Octopus Energy offers sector its Uber moment


Needless to say, the group’s big presence at COP 28 was to signal that world domination was the next step based on one simple insight: “This application of technology and the insights into the physics of renewables is changing everything.”


The Octopus view is that the old energy world of big power plants and the attitude that “customers don’t care as long as the lights are on” is a thing of the past.

The future is one of using AI to manage customer demand and behaviour in a renewable energy world which requires decentralisation and flexibility. Anyone with a EV or solar battery can now be an active participant in the energy market, with a platform like Kraken automatically trading on their behalf.

“Before Uber, taxi firms had an office and people would dispatch taxis. And we replaced that with big data that anticipates supply and demand or in fact matches it, maybe using price signals to make sure that they meet everyone’s needs. That’s what we need energy to look like,” Jackson told The Economist during the COP 28 conference.

But it isn’t the prospect of a green revolution that is driving Kraken’s popularity.

It is the cloud-based platform’s ability to cut the operational costs of dealing with customers, and improve customer service, which has seen it adopted by energy retailers around the world and driven its customer numbers to 50 million. This is what triggered the interest of Australian energy giant Origin Energy, which acquired a 20 per cent stake in Octopus in 2020 for just over $500 million, and adopted Kraken as its retail platform.

“[Kraken] has a strong global sales pipeline due to its ability to rapidly transform business operations and customer experience, which is critical in a rapidly transforming energy system,” Origin chief executive Frank Calabria said in December, as the energy group injected a further $530 million into Octopus.

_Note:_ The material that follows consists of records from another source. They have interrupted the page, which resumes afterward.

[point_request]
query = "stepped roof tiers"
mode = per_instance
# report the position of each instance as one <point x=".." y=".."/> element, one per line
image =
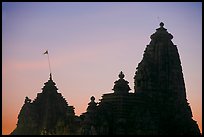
<point x="48" y="114"/>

The soaring valuation of Octopus Energy helped defeat a $20 billion bid for part-owner Origin Energy – which faced climate protests at last year’s AGM. A successful bid would have triggered $30 billion worth of renewable investment spending by the Brookfield-led consortium.Credit: Oscar Colman

All of Origin’s retail customers are now on Kraken, and the group says it is on track to deliver on forecast cash cost savings of $200 million to $250 million a year – compared to a 2018 baseline – by 2025. These huge savings did not catch the eye of Origin’s investors as much as the massive growth in Kraken’s customer numbers, as well as the growth of Octopus into the second-largest energy retailer in the UK.

Origin’s investment in Octopus in 2020 lifted its valuation to £1 billion ($1.93 billion). By the time the $20 billion Origin takeover battle with the North American consortium Brookfield/EIG reached a crescendo last year, the valuation of the Origin stake – and how much it would soar in future – was one of the contentious issues that helped Origin investors defeat the bid.

Macquarie Equities research around that time flagged that Octopus could be worth up to £8.2 billion ($15.8 billion).

AEMO is counting on consumers like Donna Jones to play a bigger role in managing the grid as coal plants shut down. Ms Jones took part in Project Edge.

AEMO is counting on consumers like Donna Jones to play a bigger role in managing the grid as coal plants shut down. Ms Jones took part in Project Edge.Credit: Jules Boag

“Given the quantum of earnings revisions made by Origin, we believe they have underestimated the value of Octopus,” Macquarie analysts said in a research report last September.

Ironically, given Octopus Energy’s mission to help save the plant, the defeat of the bid also meant defeat for Brookfield’s pledge to spend up to $30 billion on green energy investments – far more than Origin is planning to spend as a publicly owned company.

The question is, where does this leave Origin as it attempts to push its own green energy transition?


As Origin boss Calabria explained to this masthead after the company’s half-year result, a world of VPPs and modifying consumer behaviour is its future too.

“We have been building our virtual power plant, or Loop. And we have been integrating that into the way we think in terms of wholesale capacity,” he says.

Origin’s Loop business is based on a technology platform which pre-dates its Octopus investment.

“Kraken has its own Flex system, and it’s doing it on third parties in the UK as well as its own business … Kraken is therefore moving beyond its core platform into this flexibility. We see that as an increasingly important feature and capability for the new energy system because you have to actually manage all those things in real time,” Calabria says.

Origin customers are limited to dealing energy with the energy group at this stage, but that could soon change.

The Australian Energy Market Operator (AEMO) has been trialling a VPP project in regional Victoria – Project Edge.

It created a wholesale marketplace where households and businesses could buy and sell electricity from rooftop solar, household batteries, electric vehicles and smart appliances for the first time. And it gave traditional energy businesses such as AGL, which was a participant in the project, a better understanding of the benefits of harnessing and orchestrating consumer energy resources in concert with the power grid.

Independent analysis from Deloitte Access Economics on Project Edge shows that this could deliver up to $6 billion in savings to consumers over the next 20 years, plus another $3 billion in emissions reductions.

“Orchestrating rooftop solar, batteries and the charging patterns of electric vehicles … is critical to a successful energy transition,” AEMO chief executive Daniel Westerman says.